Personal information
- Full name: Sid Ryan
- Born: 18 November 1921
- Died: 9 May 2011 (aged 89)

Playing information
- Position: Second-row
Club
| Years | Team | Pld | T | G | FG | P |
| 1943–51 | Balmain | 104 | 5 | 0 | 0 | 15 |

Coaching information
Club
| Years | Team | Gms | W | D | L | W% |
| 1957 | Balmain | 18 | 9 | 0 | 9 | 50 |
- Source:

= Sid Ryan (rugby league) =

Australian rugby league footballer and coach

Sid Ryan (1921−2011) was an Australian professional rugby league footballer who played in the 1940s and 1950s.

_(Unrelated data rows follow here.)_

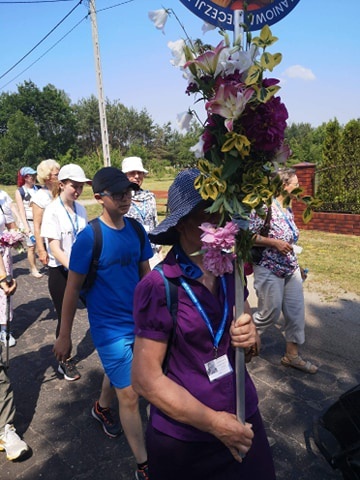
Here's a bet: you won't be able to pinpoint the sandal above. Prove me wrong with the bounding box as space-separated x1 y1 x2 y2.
281 354 318 374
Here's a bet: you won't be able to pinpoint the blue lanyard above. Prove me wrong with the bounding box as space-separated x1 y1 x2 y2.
59 197 79 238
274 199 298 243
179 275 229 354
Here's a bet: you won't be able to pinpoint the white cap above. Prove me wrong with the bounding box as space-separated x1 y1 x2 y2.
58 164 91 183
122 156 148 174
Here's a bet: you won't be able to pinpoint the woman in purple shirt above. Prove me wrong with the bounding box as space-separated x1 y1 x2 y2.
132 169 275 480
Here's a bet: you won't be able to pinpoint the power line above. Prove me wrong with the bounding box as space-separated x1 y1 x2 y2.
96 0 133 14
0 0 134 87
0 0 83 81
0 15 87 90
0 1 74 3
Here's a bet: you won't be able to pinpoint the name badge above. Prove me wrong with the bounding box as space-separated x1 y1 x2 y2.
205 354 233 382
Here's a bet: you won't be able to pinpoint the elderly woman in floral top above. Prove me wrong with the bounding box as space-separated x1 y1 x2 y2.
249 167 318 374
122 156 162 268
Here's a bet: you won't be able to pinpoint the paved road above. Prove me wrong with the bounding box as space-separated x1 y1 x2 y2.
1 252 359 479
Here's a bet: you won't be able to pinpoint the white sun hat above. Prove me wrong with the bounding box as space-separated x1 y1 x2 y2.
121 156 148 174
58 164 91 183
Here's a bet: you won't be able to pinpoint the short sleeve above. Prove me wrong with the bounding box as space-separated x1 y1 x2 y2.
0 192 14 224
133 270 174 342
249 208 267 234
69 225 94 275
41 204 61 240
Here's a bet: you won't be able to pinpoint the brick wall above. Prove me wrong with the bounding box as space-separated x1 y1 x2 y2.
292 163 360 236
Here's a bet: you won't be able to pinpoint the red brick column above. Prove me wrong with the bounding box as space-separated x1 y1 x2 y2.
292 163 316 228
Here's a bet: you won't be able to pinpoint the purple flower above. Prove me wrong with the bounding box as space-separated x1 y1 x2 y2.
242 95 288 152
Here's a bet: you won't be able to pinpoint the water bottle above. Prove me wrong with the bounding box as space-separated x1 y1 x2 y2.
302 268 309 282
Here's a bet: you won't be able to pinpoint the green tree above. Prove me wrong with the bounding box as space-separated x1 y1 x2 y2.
0 81 77 163
0 111 44 184
341 119 360 205
73 95 102 157
285 122 320 165
317 118 342 202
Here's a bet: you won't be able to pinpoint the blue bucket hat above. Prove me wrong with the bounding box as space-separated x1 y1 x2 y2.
20 166 37 176
149 168 204 245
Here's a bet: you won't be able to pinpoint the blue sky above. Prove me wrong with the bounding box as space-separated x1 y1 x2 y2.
1 0 359 129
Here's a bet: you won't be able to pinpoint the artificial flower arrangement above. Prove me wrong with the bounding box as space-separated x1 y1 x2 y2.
0 229 26 254
149 8 319 271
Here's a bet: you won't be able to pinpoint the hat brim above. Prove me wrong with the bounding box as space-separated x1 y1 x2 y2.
149 201 203 245
123 167 149 175
58 175 91 183
105 180 140 194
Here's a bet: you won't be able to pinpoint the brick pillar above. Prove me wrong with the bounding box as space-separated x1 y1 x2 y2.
292 163 316 228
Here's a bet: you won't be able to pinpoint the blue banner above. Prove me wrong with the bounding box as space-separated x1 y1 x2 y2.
179 0 301 32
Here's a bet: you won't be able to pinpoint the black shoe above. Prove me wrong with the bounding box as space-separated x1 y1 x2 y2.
91 401 122 438
58 360 81 381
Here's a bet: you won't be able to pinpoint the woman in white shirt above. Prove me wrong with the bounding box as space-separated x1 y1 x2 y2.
31 159 60 266
41 164 89 381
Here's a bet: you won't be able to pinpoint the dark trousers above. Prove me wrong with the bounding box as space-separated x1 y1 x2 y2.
0 345 15 434
48 266 68 338
146 408 276 480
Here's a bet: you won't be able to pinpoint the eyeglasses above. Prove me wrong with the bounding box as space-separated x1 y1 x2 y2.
99 190 132 201
288 182 299 187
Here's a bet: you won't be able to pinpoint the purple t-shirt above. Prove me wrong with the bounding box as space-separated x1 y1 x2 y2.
133 248 258 442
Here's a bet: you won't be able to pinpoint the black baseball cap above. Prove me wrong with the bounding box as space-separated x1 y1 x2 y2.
92 167 139 194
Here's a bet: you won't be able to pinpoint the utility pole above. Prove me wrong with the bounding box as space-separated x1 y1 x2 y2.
88 0 111 166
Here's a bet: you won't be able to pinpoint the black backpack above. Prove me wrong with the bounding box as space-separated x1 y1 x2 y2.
18 185 39 201
80 217 145 305
313 384 360 479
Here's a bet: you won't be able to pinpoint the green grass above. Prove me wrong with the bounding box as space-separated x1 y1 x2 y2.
299 230 360 299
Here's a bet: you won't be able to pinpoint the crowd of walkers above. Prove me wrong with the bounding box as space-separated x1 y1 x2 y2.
0 161 317 479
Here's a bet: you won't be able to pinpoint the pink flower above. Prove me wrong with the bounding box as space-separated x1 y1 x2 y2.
184 41 226 76
203 249 235 276
206 83 254 132
199 221 239 276
0 230 25 252
200 221 239 249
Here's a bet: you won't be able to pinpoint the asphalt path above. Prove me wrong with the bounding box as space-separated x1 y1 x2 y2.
1 252 359 479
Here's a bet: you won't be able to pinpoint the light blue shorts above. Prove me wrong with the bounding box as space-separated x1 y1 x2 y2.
96 337 134 389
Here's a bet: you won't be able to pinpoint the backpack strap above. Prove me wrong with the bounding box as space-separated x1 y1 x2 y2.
154 263 178 374
18 186 25 200
126 216 145 251
81 218 103 302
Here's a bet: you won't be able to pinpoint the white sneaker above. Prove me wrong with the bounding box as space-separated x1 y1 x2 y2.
0 330 16 347
0 424 29 460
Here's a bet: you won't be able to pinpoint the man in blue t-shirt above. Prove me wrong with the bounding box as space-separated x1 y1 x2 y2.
53 167 152 480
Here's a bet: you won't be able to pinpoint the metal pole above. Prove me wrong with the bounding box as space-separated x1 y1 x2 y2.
233 9 246 427
233 9 244 47
234 260 245 424
88 0 111 167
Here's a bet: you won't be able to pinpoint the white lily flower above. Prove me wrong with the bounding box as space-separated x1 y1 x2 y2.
168 39 187 68
190 137 205 159
148 9 169 34
177 111 193 131
202 22 216 34
215 47 233 76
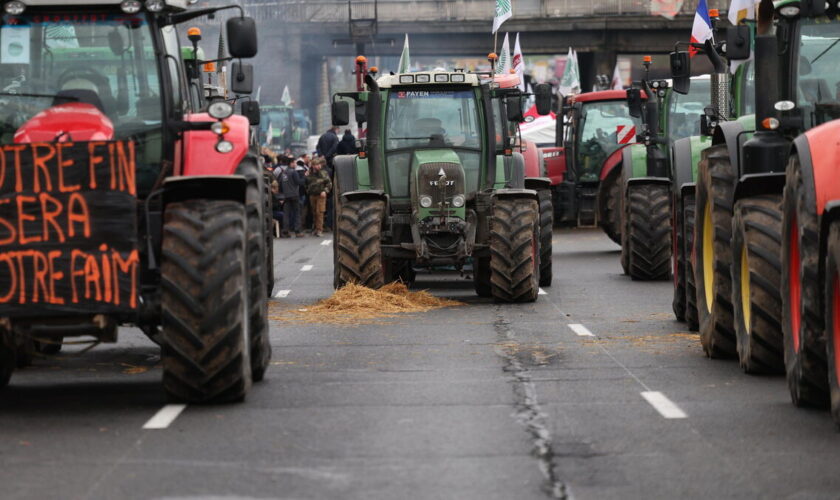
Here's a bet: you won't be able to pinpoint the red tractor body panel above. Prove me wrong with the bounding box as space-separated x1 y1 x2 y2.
600 146 628 181
178 113 250 176
803 120 840 215
521 139 543 178
542 147 566 185
14 103 114 143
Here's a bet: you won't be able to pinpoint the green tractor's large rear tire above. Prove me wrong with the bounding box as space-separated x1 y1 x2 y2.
823 221 840 427
335 199 386 289
731 195 785 374
627 183 671 281
684 193 699 331
694 146 737 358
782 156 829 407
161 200 252 404
490 198 540 303
538 189 553 287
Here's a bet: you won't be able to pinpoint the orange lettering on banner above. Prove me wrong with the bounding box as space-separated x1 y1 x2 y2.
99 244 112 303
7 145 25 192
83 253 101 301
47 250 64 305
32 250 48 303
31 144 55 192
116 141 136 195
108 142 116 190
16 195 41 245
70 249 86 303
56 142 80 193
39 192 65 243
14 251 25 304
0 254 15 303
0 199 15 245
112 249 139 308
67 193 90 238
87 141 105 189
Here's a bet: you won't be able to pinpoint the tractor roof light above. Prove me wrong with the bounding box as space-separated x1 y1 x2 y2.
399 75 414 84
434 74 449 83
120 0 141 13
145 0 165 12
451 74 466 83
4 1 25 15
778 5 801 16
208 101 233 120
415 74 431 83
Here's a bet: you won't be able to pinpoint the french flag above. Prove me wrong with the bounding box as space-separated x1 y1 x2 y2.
690 0 714 57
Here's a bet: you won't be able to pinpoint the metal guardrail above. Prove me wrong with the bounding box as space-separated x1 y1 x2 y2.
237 0 729 23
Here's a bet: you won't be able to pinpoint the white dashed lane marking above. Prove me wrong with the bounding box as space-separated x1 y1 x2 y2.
568 323 594 337
274 289 291 298
320 239 332 246
538 288 547 295
301 265 313 271
143 404 187 429
640 391 688 419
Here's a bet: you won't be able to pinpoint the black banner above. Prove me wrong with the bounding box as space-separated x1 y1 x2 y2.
0 141 139 315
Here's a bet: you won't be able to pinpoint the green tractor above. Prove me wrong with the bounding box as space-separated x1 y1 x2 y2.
260 104 310 156
618 61 712 282
330 71 552 302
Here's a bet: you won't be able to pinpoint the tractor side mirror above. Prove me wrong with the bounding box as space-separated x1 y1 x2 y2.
627 88 643 118
725 25 751 61
534 83 552 115
241 100 260 126
506 96 524 122
332 100 350 126
670 50 691 95
230 62 254 95
226 17 258 58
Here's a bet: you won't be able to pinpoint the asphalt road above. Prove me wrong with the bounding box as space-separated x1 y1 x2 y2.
2 228 839 500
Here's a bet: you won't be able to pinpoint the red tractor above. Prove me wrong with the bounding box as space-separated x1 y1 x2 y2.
0 0 272 403
539 91 644 244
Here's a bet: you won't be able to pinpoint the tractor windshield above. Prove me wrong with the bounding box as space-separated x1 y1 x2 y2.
575 100 641 182
261 108 292 149
384 89 481 198
797 16 840 127
668 78 710 142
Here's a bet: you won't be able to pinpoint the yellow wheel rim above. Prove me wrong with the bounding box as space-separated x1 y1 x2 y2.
703 200 714 312
740 245 751 331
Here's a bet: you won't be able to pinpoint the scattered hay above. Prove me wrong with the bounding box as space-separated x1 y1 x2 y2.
270 282 464 325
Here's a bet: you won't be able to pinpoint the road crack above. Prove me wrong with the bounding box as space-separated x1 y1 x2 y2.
494 307 568 499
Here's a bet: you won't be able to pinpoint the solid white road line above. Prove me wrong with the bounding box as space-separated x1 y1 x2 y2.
301 264 313 271
274 289 291 298
320 239 332 246
640 391 688 419
568 323 594 337
143 404 187 429
538 288 547 295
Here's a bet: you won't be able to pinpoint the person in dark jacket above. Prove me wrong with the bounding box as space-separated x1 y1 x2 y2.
336 129 358 155
316 126 340 167
278 161 305 237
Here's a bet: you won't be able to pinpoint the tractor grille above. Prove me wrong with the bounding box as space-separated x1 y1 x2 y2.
415 162 465 208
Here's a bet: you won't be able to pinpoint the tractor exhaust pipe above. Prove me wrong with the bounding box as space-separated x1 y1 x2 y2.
364 74 384 190
705 39 730 120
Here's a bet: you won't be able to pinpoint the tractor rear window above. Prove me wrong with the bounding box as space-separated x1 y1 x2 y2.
798 16 840 127
575 100 641 182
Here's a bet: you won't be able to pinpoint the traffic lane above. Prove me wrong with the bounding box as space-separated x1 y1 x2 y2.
77 235 549 500
529 228 840 499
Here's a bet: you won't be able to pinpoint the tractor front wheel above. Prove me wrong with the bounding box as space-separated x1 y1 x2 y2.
335 199 386 289
626 183 671 281
243 164 271 383
694 146 737 357
600 168 622 245
538 189 554 287
684 193 699 331
823 221 840 427
782 156 829 407
672 193 686 322
161 200 252 404
731 195 784 374
490 197 540 303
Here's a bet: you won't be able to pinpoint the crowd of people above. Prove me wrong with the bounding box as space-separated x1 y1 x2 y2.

He played for Balmain as a second rower.

==Playing career==
Ryan made his first grade debut in 1943 and the following year won his first premiership with the club as Balmain defeated Newtown in the grand final 12–8. In 1946, Ryan played most of the season but missed out on the 1946 NSWRL grand final victory over St George.

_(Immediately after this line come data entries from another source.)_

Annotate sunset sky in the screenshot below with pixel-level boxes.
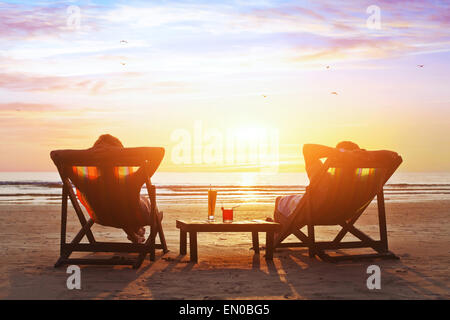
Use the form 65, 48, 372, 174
1, 0, 449, 172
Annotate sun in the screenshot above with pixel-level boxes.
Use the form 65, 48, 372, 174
239, 172, 258, 186
233, 127, 266, 142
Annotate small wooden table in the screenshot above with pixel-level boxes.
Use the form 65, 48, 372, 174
176, 220, 281, 263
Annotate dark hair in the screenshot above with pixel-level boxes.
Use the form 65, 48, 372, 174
336, 141, 359, 151
92, 134, 124, 148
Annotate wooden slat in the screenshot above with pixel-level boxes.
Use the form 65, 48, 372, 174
341, 224, 384, 253
277, 242, 309, 248
50, 147, 164, 170
69, 219, 95, 246
63, 242, 163, 253
176, 220, 281, 233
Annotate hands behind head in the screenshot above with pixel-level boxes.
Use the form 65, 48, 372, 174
332, 148, 399, 163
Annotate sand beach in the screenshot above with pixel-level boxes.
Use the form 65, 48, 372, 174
1, 200, 448, 300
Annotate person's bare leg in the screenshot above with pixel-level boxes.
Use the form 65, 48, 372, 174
137, 227, 145, 237
124, 227, 146, 244
140, 196, 163, 225
124, 228, 139, 243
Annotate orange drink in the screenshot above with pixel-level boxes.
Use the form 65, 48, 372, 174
208, 189, 217, 221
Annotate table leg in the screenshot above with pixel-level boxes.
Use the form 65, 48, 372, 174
189, 231, 198, 263
265, 231, 274, 260
252, 231, 260, 253
149, 227, 156, 261
180, 230, 187, 255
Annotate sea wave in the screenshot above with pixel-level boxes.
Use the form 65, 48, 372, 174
1, 184, 450, 204
1, 180, 449, 188
1, 176, 450, 205
0, 181, 62, 188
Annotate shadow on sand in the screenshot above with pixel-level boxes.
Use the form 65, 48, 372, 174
3, 248, 448, 299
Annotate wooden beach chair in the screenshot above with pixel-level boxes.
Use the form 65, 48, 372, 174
50, 147, 168, 268
274, 151, 402, 262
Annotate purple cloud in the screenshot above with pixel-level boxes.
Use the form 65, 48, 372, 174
0, 3, 67, 39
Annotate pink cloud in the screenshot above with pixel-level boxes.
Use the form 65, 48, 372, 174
242, 1, 450, 63
291, 37, 411, 62
0, 2, 102, 40
0, 71, 192, 95
0, 72, 103, 93
251, 6, 326, 22
0, 3, 66, 39
0, 102, 58, 112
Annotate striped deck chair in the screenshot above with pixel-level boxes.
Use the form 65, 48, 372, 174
274, 151, 402, 262
51, 147, 168, 268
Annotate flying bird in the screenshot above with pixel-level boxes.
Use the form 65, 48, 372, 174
331, 92, 338, 95
120, 40, 128, 44
417, 65, 424, 68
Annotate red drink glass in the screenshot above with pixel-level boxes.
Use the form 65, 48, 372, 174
222, 208, 233, 223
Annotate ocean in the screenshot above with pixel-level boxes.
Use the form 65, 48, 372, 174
1, 171, 449, 205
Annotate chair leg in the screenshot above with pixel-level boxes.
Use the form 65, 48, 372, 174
149, 224, 156, 261
270, 190, 397, 263
56, 188, 69, 268
292, 227, 330, 261
135, 235, 153, 267
156, 211, 168, 253
308, 224, 315, 258
133, 255, 145, 269
332, 210, 364, 244
377, 191, 389, 252
274, 229, 290, 248
55, 219, 94, 268
54, 256, 66, 268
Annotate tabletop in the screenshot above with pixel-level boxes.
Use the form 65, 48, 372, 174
176, 219, 281, 232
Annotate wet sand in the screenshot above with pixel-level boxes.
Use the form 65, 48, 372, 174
0, 200, 449, 299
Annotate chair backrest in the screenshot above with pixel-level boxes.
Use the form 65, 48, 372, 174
51, 147, 164, 229
304, 151, 402, 225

Ryan won his second premiership with Balmain in 1947 as the club defeated Canterbury 13–9 in the grand final. Ryan played in his third grand final the following year but this time was on the losing side as Balmain were defeated by Western Suburbs 8–5. Ryan played for three more seasons before retiring at the end of 1951.

==Coaching career==
After finishing his playing career, Ryan coached Balmain and the St George reserve grade side in the early 60s. Later in life, Ryan was inducted into the Balmain Tigers hall of fame and was a life member of the club. He died on 9 May 2011 aged 89.